Brothers and sisters need information to understand what has happened and what it means to have a brain injury. You can help by doing the following:
- Explain exactly what happened in understandable language
- Explain medical terms, tests and procedures
- Answer questions directly, but simply
- Admit what you don’t know
- Give information as soon as you can
- Reassure them that the injured child is getting good care
Siblings need to be prepared for hospital visits, especially the first time.
- Let them choose when to visit and for how long
- Tell them it’s okay to feel nervous or scared
- Before the visit, describe how their brother or sister looks and behaves
- Describe equipment such as monitors, ventilators, IV lines and catheters
Help siblings, even young children, feel included by:
- Introducing them to people caring for your child
- Showing them what to do or how to help with care or therapy
- Drawing pictures for hospital rooms
- Making cassette tapes
- Sending cards, pictures or letters
- Starting a diary or journal
Brothers or sisters may think that coming home from the hospital or rehabilitation program means that the brain injury has been “fixed” or “cured.” Discharge from the hospital doesn’t mean that life is “back to normal.” The future still is uncertain.
Siblings have many feelings to sort out as life at home changes. Parents may argue more, or be quiet, moody or tearful. They may be exhausted by the end of the day. This leaves less time and attention for siblings even though the family is together again.
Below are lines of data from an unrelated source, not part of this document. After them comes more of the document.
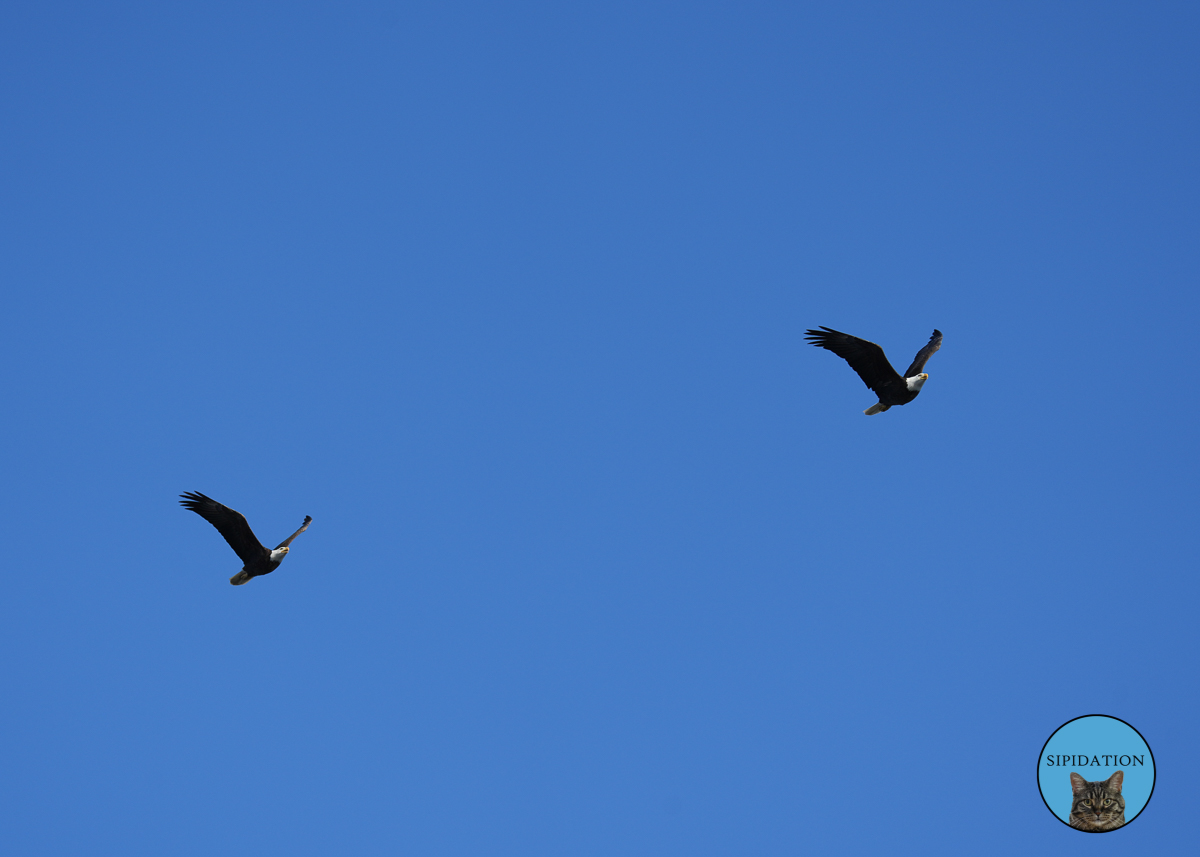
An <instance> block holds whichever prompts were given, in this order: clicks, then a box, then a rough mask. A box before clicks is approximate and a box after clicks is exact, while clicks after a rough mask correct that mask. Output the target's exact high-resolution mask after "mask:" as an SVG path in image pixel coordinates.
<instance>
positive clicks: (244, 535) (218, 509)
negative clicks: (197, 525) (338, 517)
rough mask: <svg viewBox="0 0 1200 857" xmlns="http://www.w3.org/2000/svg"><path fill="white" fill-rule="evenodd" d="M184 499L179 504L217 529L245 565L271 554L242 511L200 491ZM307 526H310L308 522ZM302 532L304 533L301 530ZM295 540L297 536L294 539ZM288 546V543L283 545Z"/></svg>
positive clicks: (301, 531)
Siblings can feel resentful and angry if life at home still revolves around the injured child. Siblings may even wish the child had died or that parents would divorce. These are not “bad” thoughts that deserve punishment. They are normal reactions to loss. They are signs that siblings need emotional support and information to adjust to changes in their family.
Some siblings cope by being “extra good,” while others rebel, act out and create even more stress for already exhausted parents. Signs that siblings are troubled and need help are nightmares, unusually quiet behavior, changes in eating, increased quarrels or fights, tearfulness, moodiness or difficulty at school.
Counseling with a psychologist or social worker experienced in brain injury can help siblings sort out complicated feelings. Some trauma centers and rehabilitation programs have support groups or special meetings for siblings. The following checklist can be used by parents, relatives and professionals to help siblings:
- Prepare them before visiting the hospital or rehabilitation program
- Give them verbal and written information about brain injury
- Encourage them to talk about their feelings
- Include them in the child’s care if they want to help
- Take some special time to be with them
- Include siblings in discharge planning
- Include them in rehabilitation team meetings
- Ask about groups or special programs for siblings
- Have school guidance staff watch for signs of change
- Consider counseling to help adjustment
- Discuss the future
Marilyn Lash, MSW, chairs BIA’s Special Interest Group on Children and Adolescents with Brain Injury.